# Best place for Mediterranean weather but not humid?



## sweetpea1602 (Mar 22, 2008)

Hi,

Just currently researching the possibility of moving to Australia (on a business visa) and one of my questions is about the weather, can anyone help with this scenario, would love Mediterranean weather, not humid but to live relatively close to a city (1/2 hours drive) (small or large) which is child friendly. 

Thanks for any help!


----------



## kaz101 (Nov 29, 2007)

Hi sweetpea1602, 

Welcome to the forum. 

What sort of size city? I know you mentioned small or large but some cities can be quite small. I live in Mt Gambier which is the second largest city in South Australia, but it has a population of 25,000 people which would be a town by UK standards. 

South Australia has Mediterranean weather if you stay around Adelaide or further south - too far north and you'll hit hotter temperatures. 
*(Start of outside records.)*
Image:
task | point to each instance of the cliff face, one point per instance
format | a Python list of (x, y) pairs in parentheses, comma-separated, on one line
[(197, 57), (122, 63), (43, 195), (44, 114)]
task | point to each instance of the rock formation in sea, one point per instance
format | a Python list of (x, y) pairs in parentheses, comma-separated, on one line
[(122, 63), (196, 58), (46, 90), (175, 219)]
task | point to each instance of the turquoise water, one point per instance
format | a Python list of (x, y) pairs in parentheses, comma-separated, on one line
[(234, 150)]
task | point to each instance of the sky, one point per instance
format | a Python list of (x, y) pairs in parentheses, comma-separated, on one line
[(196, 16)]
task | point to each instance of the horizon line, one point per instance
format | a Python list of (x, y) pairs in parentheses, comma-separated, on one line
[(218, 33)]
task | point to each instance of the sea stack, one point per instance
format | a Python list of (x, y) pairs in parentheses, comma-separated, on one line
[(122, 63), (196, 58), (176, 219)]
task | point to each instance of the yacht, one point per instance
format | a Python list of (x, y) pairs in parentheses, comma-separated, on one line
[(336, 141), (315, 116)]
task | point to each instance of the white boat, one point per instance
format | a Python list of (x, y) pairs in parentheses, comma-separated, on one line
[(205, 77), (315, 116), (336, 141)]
You can check the current weather (and history for the past 3 months) at:
South Australia weather forecast and Bureau of Meteorology warnings

At the moment we're in a heat wave which is breaking all records..... 

Regards,
Karen


----------



## Dolly (Feb 17, 2008)

We are having a heatwave in VIC too.....Thursday the temp in the garden reached 49.1......

Dolly


----------



## amaslam (Sep 25, 2008)

The Beachside suburbs of Sydney have that sort of climate. Do not go in the west of Sydney, they can vary +8C in summer from the beachside suburbs and we're talking a distance of only 30-50 kms. 
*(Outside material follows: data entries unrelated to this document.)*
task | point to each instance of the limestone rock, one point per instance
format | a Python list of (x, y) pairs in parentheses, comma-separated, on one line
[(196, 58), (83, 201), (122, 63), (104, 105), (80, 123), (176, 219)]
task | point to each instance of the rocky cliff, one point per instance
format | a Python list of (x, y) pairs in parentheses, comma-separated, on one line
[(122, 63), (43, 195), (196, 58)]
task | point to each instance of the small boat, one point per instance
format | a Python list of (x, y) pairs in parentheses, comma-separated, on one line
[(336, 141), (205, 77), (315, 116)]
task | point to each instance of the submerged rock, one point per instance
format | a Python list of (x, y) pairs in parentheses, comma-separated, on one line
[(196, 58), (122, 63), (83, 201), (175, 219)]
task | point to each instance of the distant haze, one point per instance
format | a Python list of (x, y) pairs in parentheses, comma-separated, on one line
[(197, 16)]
So far no heatwave here, been 30 or less for the last 7 days (beachside suburbs). In the West is has reached 40.



sweetpea1602 said:


> Hi,
> 
> Just currently researching the possibility of moving to Australia (on a business visa) and one of my questions is about the weather, can anyone help with this scenario, would love Mediterranean weather, not humid but to live relatively close to a city (1/2 hours drive) (small or large) which is child friendly.
> 
> Thanks for any help!


----------



## Tiffani (Dec 4, 2007)

ordinarily Melbourne has a mediterranean climate, when there's not the worst heatwave in a century, that is.

The further north you go the more it seems to become humid, so somewhere like Adelaide or Melbourne would work, or even Tassie which is a bit cooler but I'm sure in the summer it's probably nice.


----------



## scottishcelts (Aug 5, 2007)

Totally avoid QLD


----------